Meet the Karamazovs

Do the names Fyodor, Ivan, Dmitri and Alyosha Karamazov ring a bell? If they don't, it's highly understandable.

First, they're entirely fictional characters. Second, the trilogy of books in which they feature was originally published in 1870 - in Russian. Third, the narrative that relays all their various actions, experiences and conversations comprises a forbidding total of 900 pages. If you're not an avid reader, you simply won't even consider digesting such a massive collection of letters.

But, obviously, I'm busy acquainting myself with these renowned characters, and have been for a while. Well before Christmas I bought a Kindle version of the books for five dollars on the Internet. I didn't buy the "The Brothers Karamazov" simply because they are nowadays public domain, and thus the books are sold at incredibly low prices, but I knew - and had known for years - that the trilogy ranks as a true classic, well within the limits of most literary canons.

THE ULTIMATE OPUS

"The Brothers Karamazov" was to be Fyodor Dostoyevski's final work, the crowning achievement of a long career as author of works of fiction. The books portray not only an unforgettable array of males and females of Czarist Russia, but they also furnish riveting insights into a distant society facing the relative and real novelties of pølitical liberalism (in a Russian context), naturalistic darwinism and the war of ideas that was quietly emerging: the hereditary old order of things was being challenged, labeit mostly by a small intellectual elite. A Russia steeped in class divisions was beginning to feel the light breeze of change that would - 40 years later - culminate in a veritable storm, bringing onto the scene the revolutionary figures of Lenin, Trotsky and Stalin.
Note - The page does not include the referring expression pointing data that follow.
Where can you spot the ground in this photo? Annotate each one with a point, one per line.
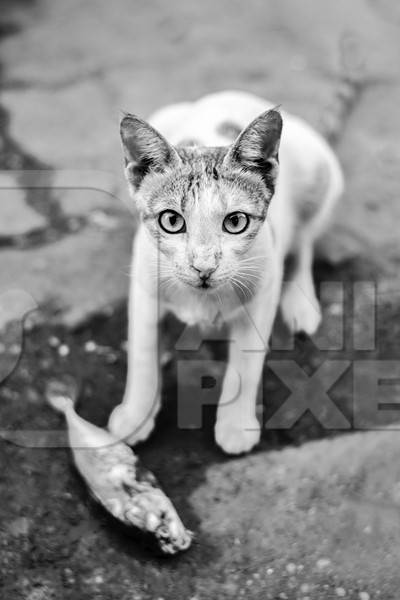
(302, 517)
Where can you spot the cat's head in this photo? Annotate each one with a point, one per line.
(204, 206)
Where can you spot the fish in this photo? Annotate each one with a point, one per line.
(116, 477)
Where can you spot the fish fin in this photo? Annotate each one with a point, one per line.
(61, 394)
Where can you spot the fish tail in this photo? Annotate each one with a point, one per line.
(61, 395)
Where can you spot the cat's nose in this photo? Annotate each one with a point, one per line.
(204, 272)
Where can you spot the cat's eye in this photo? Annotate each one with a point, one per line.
(172, 222)
(236, 222)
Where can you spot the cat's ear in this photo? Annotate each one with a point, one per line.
(145, 150)
(257, 147)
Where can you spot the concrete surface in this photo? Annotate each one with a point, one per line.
(318, 520)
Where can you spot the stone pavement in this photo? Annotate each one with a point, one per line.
(320, 525)
(63, 94)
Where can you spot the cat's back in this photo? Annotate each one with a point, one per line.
(217, 119)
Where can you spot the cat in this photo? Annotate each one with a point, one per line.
(226, 187)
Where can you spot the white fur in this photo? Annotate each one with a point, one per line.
(309, 172)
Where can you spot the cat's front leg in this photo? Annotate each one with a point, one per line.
(237, 428)
(133, 420)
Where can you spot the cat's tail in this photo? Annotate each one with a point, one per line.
(62, 394)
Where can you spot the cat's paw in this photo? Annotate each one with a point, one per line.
(130, 427)
(300, 310)
(237, 437)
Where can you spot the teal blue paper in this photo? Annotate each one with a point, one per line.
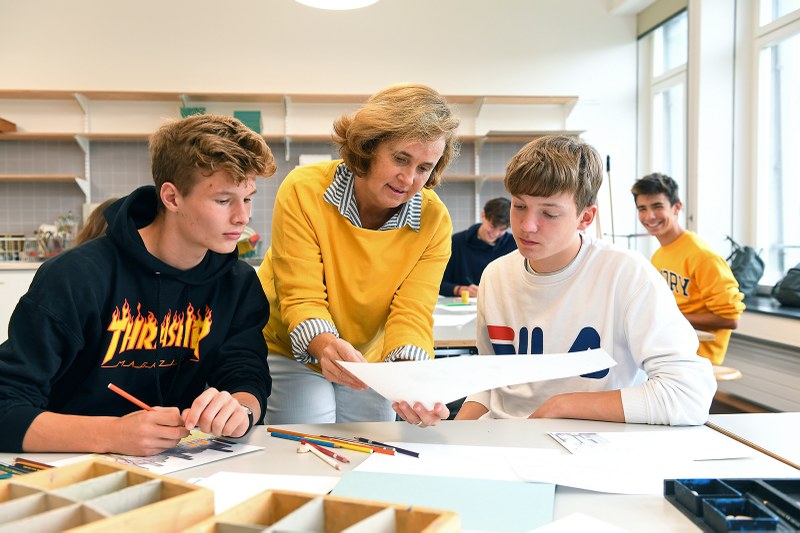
(483, 504)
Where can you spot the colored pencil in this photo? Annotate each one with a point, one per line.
(359, 446)
(395, 448)
(329, 453)
(339, 443)
(11, 469)
(318, 442)
(321, 455)
(32, 463)
(130, 397)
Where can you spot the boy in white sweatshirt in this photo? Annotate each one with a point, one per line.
(563, 291)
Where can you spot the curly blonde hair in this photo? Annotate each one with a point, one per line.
(406, 111)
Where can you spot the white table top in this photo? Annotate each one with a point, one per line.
(633, 513)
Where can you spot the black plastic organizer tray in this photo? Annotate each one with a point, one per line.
(722, 505)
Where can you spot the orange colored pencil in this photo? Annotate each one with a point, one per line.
(130, 397)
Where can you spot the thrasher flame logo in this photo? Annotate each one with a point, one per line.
(179, 330)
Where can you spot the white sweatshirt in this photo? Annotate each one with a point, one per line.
(607, 297)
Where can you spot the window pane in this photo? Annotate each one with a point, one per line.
(775, 9)
(669, 136)
(778, 167)
(670, 43)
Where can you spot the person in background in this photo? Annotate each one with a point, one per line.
(160, 306)
(699, 278)
(476, 247)
(358, 249)
(564, 291)
(95, 225)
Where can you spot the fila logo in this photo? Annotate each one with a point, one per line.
(505, 342)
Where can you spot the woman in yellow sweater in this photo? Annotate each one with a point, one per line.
(359, 246)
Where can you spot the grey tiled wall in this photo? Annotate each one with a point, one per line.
(119, 167)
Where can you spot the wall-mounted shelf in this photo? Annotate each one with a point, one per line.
(47, 178)
(100, 113)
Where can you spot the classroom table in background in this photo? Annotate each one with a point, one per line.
(778, 433)
(633, 513)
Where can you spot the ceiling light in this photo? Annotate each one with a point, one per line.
(337, 4)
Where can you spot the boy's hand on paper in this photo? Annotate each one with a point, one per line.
(328, 349)
(419, 416)
(217, 412)
(148, 432)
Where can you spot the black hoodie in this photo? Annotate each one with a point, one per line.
(94, 315)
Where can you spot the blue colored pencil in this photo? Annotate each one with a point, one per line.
(295, 437)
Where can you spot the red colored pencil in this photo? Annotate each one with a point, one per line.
(130, 397)
(329, 453)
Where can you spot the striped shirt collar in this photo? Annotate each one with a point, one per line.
(341, 194)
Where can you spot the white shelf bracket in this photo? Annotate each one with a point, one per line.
(85, 105)
(86, 188)
(85, 182)
(287, 141)
(477, 206)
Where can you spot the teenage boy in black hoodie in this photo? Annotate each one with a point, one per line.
(160, 306)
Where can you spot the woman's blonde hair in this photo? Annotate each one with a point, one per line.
(95, 225)
(407, 111)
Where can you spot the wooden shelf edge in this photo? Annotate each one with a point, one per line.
(39, 177)
(300, 98)
(471, 177)
(490, 137)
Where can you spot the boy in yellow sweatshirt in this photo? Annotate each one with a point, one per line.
(699, 278)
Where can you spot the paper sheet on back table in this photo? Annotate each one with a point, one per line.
(447, 379)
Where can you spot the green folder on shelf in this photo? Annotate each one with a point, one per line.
(483, 504)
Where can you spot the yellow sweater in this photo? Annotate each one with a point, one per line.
(701, 282)
(378, 287)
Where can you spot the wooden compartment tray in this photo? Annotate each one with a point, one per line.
(98, 495)
(294, 511)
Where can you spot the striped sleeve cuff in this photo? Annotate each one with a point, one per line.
(408, 352)
(302, 335)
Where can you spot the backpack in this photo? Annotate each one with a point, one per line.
(787, 290)
(747, 267)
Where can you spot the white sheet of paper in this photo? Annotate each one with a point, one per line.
(197, 449)
(447, 379)
(232, 488)
(697, 443)
(442, 320)
(579, 522)
(616, 475)
(450, 460)
(638, 462)
(457, 307)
Fyodor, the libertine and full-fledged egoist, is the father, a man of no higher purpose than that which dictates him to indulge his every sensual whim. He has over the years sired three (four, really) sons who have one thing in common: a troubled past due to the absence of their father's care and direct involvement. Ivan, the atheist and intellectual; Dmitri, the dissolute and reckless middle brother; and Alyosha, the youngest who contrary to all expectations is as pious as his father is godless.
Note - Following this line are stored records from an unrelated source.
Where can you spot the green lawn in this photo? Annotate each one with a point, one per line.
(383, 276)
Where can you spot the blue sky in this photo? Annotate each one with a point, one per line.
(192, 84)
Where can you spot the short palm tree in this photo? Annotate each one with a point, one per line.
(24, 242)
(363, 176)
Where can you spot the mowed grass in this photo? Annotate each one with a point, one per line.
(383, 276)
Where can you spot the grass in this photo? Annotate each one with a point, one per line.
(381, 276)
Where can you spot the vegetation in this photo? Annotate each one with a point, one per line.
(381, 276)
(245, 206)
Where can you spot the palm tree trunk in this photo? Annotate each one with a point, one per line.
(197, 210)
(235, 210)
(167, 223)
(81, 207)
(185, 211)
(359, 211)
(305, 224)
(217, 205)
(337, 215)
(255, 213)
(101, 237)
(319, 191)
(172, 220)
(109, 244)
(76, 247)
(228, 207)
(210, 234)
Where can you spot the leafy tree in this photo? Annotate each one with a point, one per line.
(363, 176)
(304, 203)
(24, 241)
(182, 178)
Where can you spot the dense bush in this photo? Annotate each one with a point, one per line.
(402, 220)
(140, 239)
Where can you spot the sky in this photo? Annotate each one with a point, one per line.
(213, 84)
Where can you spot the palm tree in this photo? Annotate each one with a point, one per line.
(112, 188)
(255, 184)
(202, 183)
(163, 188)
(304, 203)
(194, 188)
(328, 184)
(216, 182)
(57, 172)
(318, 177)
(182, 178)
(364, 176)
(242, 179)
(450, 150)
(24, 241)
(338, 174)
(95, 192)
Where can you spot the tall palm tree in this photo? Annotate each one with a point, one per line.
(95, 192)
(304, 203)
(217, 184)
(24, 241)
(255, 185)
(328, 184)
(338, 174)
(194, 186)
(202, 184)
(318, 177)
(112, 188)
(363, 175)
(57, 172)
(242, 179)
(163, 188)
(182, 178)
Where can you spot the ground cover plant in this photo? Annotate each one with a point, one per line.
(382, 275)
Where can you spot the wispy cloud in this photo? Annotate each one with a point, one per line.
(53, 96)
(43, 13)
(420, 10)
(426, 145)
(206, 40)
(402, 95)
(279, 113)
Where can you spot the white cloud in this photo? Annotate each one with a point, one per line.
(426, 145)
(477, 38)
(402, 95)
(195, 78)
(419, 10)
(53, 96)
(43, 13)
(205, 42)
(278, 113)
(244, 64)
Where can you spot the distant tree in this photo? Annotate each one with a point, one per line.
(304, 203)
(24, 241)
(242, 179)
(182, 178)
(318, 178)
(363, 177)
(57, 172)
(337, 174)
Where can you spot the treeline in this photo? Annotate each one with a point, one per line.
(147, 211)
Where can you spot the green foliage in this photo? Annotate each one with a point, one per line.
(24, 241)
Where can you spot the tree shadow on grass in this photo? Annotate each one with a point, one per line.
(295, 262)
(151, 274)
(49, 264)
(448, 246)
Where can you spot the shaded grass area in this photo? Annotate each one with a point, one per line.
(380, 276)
NOT THERE YET, BUT GETTING THERE INCH BY INCH

These four, and several more, then, are the unforgettable cast in this drama involving many of the most central and fundamental issues of life. The dilemmas and paradoxes involving God and his creation are discussed and treated here: how can e.g. God be just when there's so much injustice in society?

It's not an easy read. You had better prepare for just the opposite. But if you dare get involved, you'll be richly and amply rewarded for your efforts. "The Brothers Karamazov" deserve their appellation as classics. That is my honest appraisal after having covered around 700 pages. I've 200 more to filter and consume. I trust I won't be disappointed.